Russell Cooper
Professor Russell Cooper rejoins EUI as Professor of Economics after five years away in the US teaching at Pennsylvania State University. Over coffee at a streetside cafe in San Domenico, we discuss his work at EUI, the ideal curriculum, and how an academic’s work is never done.
For Professor Cooper, his new post is a welcome return: “I was here as a faculty member five years ago for three years, from 2009 to 2012, and then I went back to the States for five years. I loved being here – I loved the setup of the university, the camaraderie with faculty members, that was just great. I’m as happy as could be to be back here. I think as a student, this is paradise. There’s no dead wood in this institution, and that’s so important. It makes it so vital and so interesting. Everybody here is doing research all the time.”

Professor Russell Cooper
Neither is the professor immune to Florence’s charms: “I live in a farmhouse near to the Badia. To live on a farm, almost, and walk to work – it’s just perfect. I love everything about being back in Florence except for two things: I think there are more mosquitos, and they moved the Le Cure market “temporarily” to the football stadium.”
Professor Cooper will be teaching the same core PhD programme that he was previously teaching: “[The programme] has three branches: macroeconomics, microeconomics and econometrics. I generally teach one of the parts of macroeconomics and then I usually teach a topics course to the more advanced researchers.”

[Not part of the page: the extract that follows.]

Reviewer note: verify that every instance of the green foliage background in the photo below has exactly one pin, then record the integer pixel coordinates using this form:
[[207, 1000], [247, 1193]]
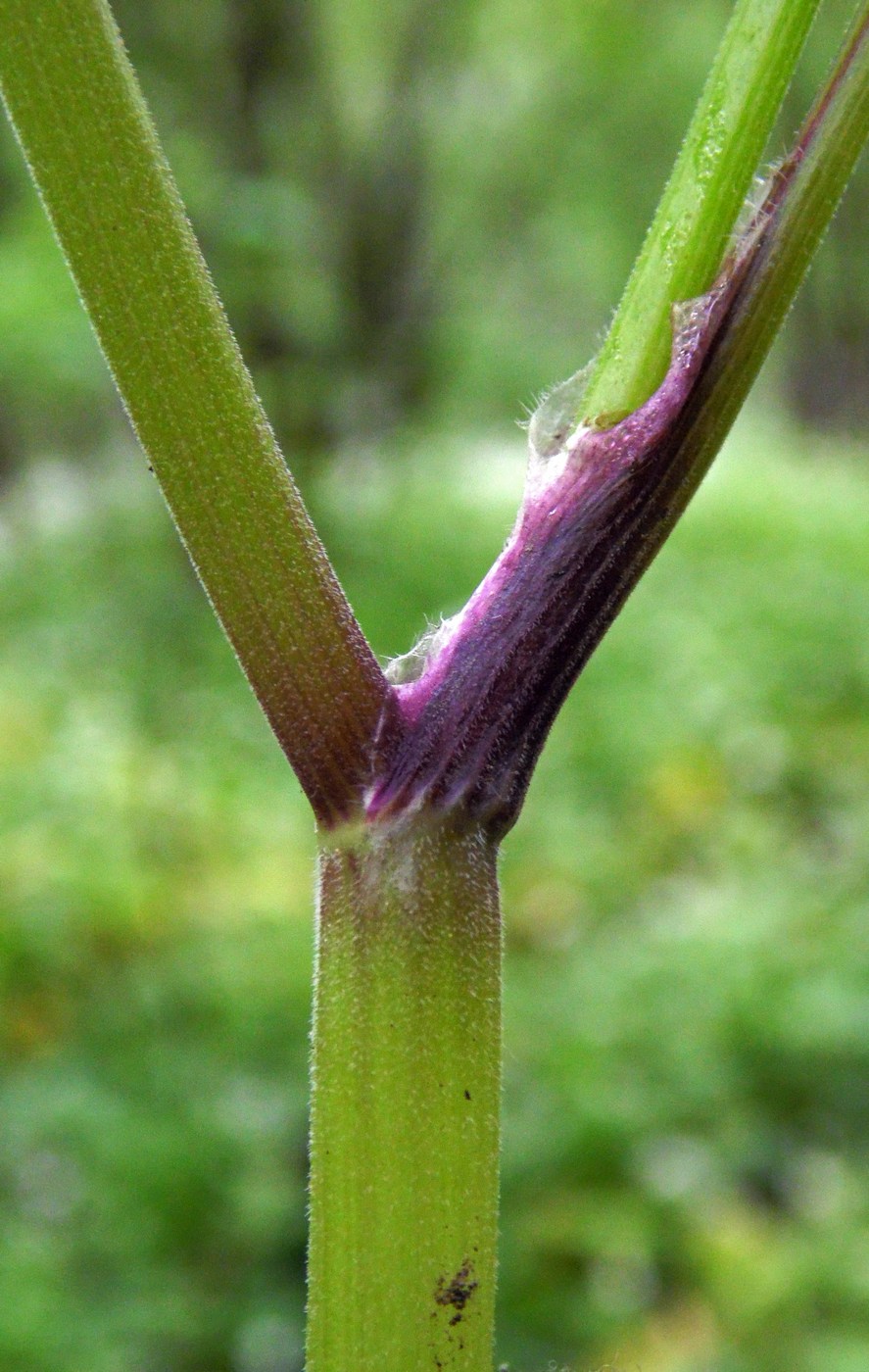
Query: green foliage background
[[419, 216]]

Discussing the teaching style of EUI compared to institutions in the US, the professor, who received his PhD from the University of Pennsylvania, praises EUI’s mixture of flexibility and structure: “We have a responsibility to provide the students a structure of courses on topics which we think are actually important for them, and I think that’s how we design the core material. But then after the first year, their tastes and their needs should dictate what we offer, so we have to moderate between those views. And when the students do independent research, I believe that should be based on their interests. However difficult it might be, we should provide a supervision for their research.”
As for his area of research, Professor Cooper says: “I have an endless supply of research interests – the problem is harnessing them! But that’s another nice thing about being here, that there are so many students to work with and consider ideas. There’s only 12 of us and 100 students who are working on a number of different things – it’s so alive, it’s beautiful. I often get stimulated by conversations with students and just work on something with them or on my own.
“I’m currently working on a few topics, all of which have European content. There’s a set of papers I’m working on and a course I’m teaching under the heading of ‘Household Finance’, and one of the central questions there is why some households participate in various markets like stock markets, and why the remainder don’t. Those rates of participation vary pretty widely across the world, even across Europe. When the ECB undertakes monetary policy it matters what markets people are involved in, in terms of the impact of monetary policy for them as individuals, and of their economies overall.
“And since around 2007, even before I came here the first time, I was interested in monetary union, and the interaction of monetary and fiscal policy. The structure here is very odd – there’s a lack of fiscal integration compared to monetary integration. It’s always been a sore spot in the design of the European monetary union, and I’ve written extensively on those sore spots and what issues might arise.”